In other words—even apostles knew not every prophetic utterance is binding truth.
2010 – The Re-Preaching
By 2010, the very ideas once rejected by Presidents Smith and Kimball had become “settled truth.”
Claudio R. M. Costa repeated Benson’s Fourteen Fundamentals point-by-point in General Conference.
Kevin R. Duncan did the same in the same session, saying they were vital to salvation.
What Kimball once resisted had, by silence and repetition, become LDS culture.
🚨 How False Traditions Take Root
A phrase slips in (1945).
Privately rejected but never publicly corrected.
Silence = acceptance.
Acceptance = repetition.
Repetition = doctrine in the culture.
And so, what started as an error in a magazine became one of the pillars of modern LDS thought.
❌ The Misused Scripture: Amos 3:7
Whenever this subject comes up, someone almost always quotes:
“Surely the Lord God will do nothing, but he revealeth his secret unto his servants the prophets.” (Amos 3:7)
At first glance, it sounds like everything God does must go through a prophet first.

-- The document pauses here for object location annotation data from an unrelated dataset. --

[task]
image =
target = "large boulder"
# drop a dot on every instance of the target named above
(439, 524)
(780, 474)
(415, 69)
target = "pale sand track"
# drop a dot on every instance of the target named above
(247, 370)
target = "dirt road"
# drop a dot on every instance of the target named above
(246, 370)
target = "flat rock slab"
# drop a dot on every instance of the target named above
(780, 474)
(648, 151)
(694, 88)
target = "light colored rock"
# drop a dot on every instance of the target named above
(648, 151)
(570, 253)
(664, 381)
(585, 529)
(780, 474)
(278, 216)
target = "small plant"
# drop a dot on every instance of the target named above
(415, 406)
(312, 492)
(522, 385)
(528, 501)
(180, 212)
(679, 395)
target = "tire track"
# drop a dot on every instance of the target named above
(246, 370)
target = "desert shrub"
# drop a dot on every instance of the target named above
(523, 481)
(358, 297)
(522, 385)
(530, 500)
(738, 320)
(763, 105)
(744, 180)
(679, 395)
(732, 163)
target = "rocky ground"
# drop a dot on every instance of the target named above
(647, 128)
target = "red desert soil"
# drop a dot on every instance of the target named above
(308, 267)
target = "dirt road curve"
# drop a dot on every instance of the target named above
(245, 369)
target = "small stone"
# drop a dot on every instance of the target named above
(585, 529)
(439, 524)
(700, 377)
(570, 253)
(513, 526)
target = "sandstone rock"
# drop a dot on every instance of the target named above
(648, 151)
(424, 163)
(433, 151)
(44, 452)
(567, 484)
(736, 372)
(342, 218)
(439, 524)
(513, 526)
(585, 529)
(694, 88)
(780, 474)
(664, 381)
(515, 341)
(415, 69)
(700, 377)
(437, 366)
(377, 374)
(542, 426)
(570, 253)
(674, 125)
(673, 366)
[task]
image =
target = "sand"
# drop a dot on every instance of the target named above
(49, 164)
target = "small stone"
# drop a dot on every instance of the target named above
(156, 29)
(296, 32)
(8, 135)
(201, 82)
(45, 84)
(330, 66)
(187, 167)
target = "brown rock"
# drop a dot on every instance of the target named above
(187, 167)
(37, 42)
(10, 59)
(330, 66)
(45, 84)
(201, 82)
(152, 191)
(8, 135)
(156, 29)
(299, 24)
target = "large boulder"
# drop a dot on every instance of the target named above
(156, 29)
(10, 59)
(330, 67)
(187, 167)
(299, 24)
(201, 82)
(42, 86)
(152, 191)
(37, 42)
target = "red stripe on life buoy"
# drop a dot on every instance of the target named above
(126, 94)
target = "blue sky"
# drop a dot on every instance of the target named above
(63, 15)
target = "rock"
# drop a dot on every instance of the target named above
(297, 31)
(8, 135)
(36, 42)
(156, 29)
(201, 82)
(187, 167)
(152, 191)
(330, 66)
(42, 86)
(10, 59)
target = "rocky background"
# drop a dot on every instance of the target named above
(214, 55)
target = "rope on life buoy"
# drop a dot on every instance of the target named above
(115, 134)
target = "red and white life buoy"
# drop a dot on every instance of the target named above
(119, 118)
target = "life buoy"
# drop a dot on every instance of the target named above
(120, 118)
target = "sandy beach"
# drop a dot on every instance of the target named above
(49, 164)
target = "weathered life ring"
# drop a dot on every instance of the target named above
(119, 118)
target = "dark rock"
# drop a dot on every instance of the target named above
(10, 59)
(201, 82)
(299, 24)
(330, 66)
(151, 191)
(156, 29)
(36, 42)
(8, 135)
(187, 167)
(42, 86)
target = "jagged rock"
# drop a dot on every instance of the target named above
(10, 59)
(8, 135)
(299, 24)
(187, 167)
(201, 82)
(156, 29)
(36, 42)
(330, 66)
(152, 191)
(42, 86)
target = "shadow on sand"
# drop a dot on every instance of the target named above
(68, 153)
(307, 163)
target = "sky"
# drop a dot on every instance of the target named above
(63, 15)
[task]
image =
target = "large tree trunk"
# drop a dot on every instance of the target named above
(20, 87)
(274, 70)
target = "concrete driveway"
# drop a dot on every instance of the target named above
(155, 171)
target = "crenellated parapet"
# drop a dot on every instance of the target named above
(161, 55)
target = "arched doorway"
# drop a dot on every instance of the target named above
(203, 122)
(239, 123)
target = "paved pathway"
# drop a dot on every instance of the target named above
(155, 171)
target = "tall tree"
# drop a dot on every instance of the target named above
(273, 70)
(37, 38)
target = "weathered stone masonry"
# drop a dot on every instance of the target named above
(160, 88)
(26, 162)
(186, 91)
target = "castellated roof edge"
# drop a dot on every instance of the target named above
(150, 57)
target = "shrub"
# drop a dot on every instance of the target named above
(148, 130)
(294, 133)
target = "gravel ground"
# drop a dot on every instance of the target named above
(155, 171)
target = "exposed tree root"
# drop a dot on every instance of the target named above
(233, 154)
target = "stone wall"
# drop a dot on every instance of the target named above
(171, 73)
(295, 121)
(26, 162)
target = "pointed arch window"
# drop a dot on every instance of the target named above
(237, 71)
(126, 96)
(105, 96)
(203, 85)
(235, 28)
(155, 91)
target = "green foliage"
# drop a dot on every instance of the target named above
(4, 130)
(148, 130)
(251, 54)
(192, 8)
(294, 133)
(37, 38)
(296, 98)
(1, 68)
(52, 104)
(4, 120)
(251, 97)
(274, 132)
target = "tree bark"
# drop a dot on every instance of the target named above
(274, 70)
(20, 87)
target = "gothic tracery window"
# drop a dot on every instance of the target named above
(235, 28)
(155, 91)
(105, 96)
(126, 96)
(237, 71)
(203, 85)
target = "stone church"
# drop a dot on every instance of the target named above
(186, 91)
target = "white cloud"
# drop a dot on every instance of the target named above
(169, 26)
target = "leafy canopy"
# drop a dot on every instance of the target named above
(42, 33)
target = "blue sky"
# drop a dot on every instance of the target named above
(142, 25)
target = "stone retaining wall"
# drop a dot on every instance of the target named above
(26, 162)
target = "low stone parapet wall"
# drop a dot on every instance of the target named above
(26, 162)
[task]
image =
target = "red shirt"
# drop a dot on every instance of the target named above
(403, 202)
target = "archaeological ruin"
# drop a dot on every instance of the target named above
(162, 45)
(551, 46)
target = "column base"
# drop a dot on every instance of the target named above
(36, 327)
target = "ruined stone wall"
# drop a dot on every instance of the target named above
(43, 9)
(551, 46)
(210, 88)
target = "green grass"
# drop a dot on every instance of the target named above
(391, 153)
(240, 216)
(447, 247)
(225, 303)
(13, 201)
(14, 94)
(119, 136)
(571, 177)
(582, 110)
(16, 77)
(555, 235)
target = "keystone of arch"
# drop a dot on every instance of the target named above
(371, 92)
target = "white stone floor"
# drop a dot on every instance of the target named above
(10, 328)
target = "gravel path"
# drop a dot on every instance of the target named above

But context tells a very different story.
Audience: Amos wasn’t giving a global law about God’s dealings for all time. He was warning Israel of his daythat God was about to bring judgment — and prophets like Amos were sounding the alarm.
Meaning: The point is that God does not strike suddenly without warning. He gives His people fair notice through witnesses. It doesn’t mean every personal revelation, every act of God, or every step in our lives must funnel through one institutional prophet.
Irony: In the same chapter (Amos 3:2), God warns Israel that because they are His covenant people, He will punish them first. In other words — the prophets were sent to correct the people and their leaders, not to demand blind obedience to them.
📖 The True New Testament Pattern
If Amos 3:7 meant that all revelation must pass through one man, then the New Testament would look very different. But instead:
Peter received his vision of the Gentiles (Acts 10).
Paul received his call and instructions directly from Christ (Acts 9).
Philip was guided by an angel and the Spirit to baptize the Ethiopian eunuch (Acts 8).
The promise of Joel — quoted by Peter — was that in the last days “your sons and your daughters shall prophesy”(Joel 2:28; Acts 2:17).
The gospel pattern is that all the Saints receive revelation. Prophets are important witnesses, but they are not the gatekeepers of God’s voice.
🌿 The True Pattern
Christ gave us something far more powerful than slogans:
“My sheep hear my voice, and I know them, and they follow me.” (John 10:27)
“Ye must press forward… feasting upon the word of Christ.” (2 Nephi 31:20)
“The Holy Ghost… will show unto you all things what ye should do.” (2 Nephi 32:5)
The Book of Mormon’s plea is clear: Don’t put your trust in man. Trust the Savior’s living voice.
✨ Final Witness
If Joseph Smith himself could speak, he’d repeat what he taught:
“A prophet is only a prophet when he is acting as such.”
The tragic irony is that the very men who cautioned against blind loyalty were later turned into slogans demanding it.
The choice today is the same as it was anciently: Will you follow men, or will you follow Christ?
💬 A Personal Reflection
Not long ago I gave a talk in sacrament meeting. The Spirit was with me, and I could feel it flowing — not from me, but from the Lord. People came up afterward, grateful for what was said.
I’ve felt the same when family members or fellow Saints have spoken with power. You can tell when the Spirit is present. It’s real, and it’s beautiful.
And yes — the Brethren at General Conference can also speak with the Spirit. Many times they have. But here is the point: when that happens, it is the Spirit we are hearing, not the man. The danger comes when we begin to worship the office, the conference, the institution — instead of the Savior who gives the Spirit in the first place.
The truth is simple: follow Christ. If His Spirit is in the words, then receive them with joy. But don’t confuse the messenger with the Master.